The second major stationary phase in the Astec CHIRALDEX line is the B-DM. Through special derivatization techniques, the concentration of the cyclodextrin has been substantially increased in the polysiloxane carrier. The B-DM is very useful for a number of free acids and bases and is the only chiral GC phase that can do this type of separation. The B-DM is the phase of choice when elution temperature exceeds 200 °C. The B-DM is considered a second-generation B-PM (β-cyclodextrin, permethyl derivative) phase and will do most of the separations done on the B-PM but with higher resolution. There are a few occasions when selectivity differences occur between these two phases, but more often selectivity on the B-DM is higher. The selectivity of the B-DM covers applications of both the B-PM and B-PH although with superior performance.

The B-PM phase can be used as a general purpose column for the separation of a wide variety of compounds. This phase is useful for the analysis of alcohols and diols in their underivatized form and also of analytes with polar groups (i.e. tertiary amines).
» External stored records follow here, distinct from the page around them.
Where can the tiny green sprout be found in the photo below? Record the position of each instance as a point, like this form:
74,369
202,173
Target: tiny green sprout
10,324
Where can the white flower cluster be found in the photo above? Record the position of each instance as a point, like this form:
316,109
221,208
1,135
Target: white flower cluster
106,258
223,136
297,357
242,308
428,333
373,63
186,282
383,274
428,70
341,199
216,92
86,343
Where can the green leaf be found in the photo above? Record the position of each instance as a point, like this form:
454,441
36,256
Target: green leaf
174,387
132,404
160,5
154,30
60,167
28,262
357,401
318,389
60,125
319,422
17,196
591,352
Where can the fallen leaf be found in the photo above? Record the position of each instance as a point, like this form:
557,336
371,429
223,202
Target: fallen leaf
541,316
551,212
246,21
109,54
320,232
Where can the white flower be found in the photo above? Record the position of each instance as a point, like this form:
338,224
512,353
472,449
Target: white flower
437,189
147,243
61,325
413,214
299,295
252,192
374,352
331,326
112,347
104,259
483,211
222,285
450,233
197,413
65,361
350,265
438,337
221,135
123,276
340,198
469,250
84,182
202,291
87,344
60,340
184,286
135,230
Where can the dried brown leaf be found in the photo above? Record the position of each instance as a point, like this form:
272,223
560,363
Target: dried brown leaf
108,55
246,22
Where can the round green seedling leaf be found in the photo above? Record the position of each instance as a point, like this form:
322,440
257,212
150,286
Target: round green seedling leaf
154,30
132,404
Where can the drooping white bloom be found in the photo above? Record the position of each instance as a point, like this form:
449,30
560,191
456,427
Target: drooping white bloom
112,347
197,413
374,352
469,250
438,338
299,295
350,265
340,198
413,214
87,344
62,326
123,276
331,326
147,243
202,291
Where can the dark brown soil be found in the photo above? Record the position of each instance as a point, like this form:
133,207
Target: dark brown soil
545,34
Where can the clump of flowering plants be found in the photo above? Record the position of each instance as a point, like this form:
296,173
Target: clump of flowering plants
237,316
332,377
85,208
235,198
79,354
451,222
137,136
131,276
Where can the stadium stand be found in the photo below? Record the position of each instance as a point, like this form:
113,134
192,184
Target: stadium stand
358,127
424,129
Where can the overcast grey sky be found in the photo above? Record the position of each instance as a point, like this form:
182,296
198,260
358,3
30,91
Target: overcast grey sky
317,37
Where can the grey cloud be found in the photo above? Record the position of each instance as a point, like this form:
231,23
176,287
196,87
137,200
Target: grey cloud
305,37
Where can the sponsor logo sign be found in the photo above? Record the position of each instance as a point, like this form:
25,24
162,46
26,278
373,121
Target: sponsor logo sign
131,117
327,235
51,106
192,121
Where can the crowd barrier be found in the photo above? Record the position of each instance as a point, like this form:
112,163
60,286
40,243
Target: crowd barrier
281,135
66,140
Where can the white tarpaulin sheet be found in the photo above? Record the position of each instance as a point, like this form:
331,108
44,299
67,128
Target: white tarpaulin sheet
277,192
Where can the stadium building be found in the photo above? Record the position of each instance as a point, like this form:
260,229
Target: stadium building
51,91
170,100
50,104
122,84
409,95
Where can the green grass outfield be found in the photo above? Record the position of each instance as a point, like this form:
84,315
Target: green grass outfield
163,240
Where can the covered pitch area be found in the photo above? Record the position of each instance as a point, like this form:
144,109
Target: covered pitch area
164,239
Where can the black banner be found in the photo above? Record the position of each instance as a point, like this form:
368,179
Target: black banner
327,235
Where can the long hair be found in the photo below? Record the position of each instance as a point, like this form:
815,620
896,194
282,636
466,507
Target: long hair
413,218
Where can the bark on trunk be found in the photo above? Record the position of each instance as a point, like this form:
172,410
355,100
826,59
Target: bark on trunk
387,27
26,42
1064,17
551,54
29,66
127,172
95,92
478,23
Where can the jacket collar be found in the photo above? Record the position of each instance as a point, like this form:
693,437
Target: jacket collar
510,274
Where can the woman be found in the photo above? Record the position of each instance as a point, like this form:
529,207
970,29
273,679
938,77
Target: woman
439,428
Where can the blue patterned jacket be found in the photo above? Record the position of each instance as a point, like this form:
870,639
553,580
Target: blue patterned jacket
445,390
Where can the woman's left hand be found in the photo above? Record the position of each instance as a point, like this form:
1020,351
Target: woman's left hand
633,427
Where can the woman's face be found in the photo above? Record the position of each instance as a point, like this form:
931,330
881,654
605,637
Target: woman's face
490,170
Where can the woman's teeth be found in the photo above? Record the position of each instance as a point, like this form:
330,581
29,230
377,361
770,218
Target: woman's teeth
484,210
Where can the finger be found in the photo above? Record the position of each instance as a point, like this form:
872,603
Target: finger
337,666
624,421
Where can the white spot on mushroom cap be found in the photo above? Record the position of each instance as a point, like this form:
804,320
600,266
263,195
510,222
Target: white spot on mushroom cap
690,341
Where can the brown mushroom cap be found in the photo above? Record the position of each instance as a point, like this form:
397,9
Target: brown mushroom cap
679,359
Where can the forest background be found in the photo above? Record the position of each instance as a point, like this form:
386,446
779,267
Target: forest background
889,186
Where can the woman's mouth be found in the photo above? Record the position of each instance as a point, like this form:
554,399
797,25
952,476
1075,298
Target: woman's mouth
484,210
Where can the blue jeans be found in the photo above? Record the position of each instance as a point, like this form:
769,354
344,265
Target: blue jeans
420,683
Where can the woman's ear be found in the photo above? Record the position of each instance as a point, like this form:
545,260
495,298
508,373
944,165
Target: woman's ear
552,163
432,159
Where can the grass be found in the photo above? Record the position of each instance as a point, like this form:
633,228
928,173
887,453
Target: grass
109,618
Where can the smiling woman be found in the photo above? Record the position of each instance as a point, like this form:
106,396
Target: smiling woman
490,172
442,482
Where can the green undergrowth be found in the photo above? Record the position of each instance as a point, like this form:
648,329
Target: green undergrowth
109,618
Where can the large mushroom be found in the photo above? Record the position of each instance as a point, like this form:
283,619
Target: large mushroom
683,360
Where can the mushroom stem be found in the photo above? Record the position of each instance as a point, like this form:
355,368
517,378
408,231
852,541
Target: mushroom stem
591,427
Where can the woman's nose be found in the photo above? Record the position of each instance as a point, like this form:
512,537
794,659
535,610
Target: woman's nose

The third most useful phase is the B-DA because it demonstrates the strongest size selectivity. This phase requires analytes to minimally contain two ring structures, one of which is unsaturated (aromatic). The mechanism of this phase is strongly dependent on the inclusion mechanism and as such is able to differentiate changes in the base structure. Because the DA phases most effectively separate multi-ring analytes, analysis temperatures are often higher than 150 °C. The fact that there are three different size cyclodextrins (α-, β-, and γ-) allows for separation of a wide variety of different size analytes. This product is, therefore, primarily used for fingerprinting raw materials and identifying structural differences.

The B-PH shows at least some selectivity to a great variety of analytes but is especially effective for saturated analytes with minimal functionality, saturated cyclics, and saturated bicyclics. This phase often shows a reversal of elution order (enantioreversal) compared to the B-DA phase.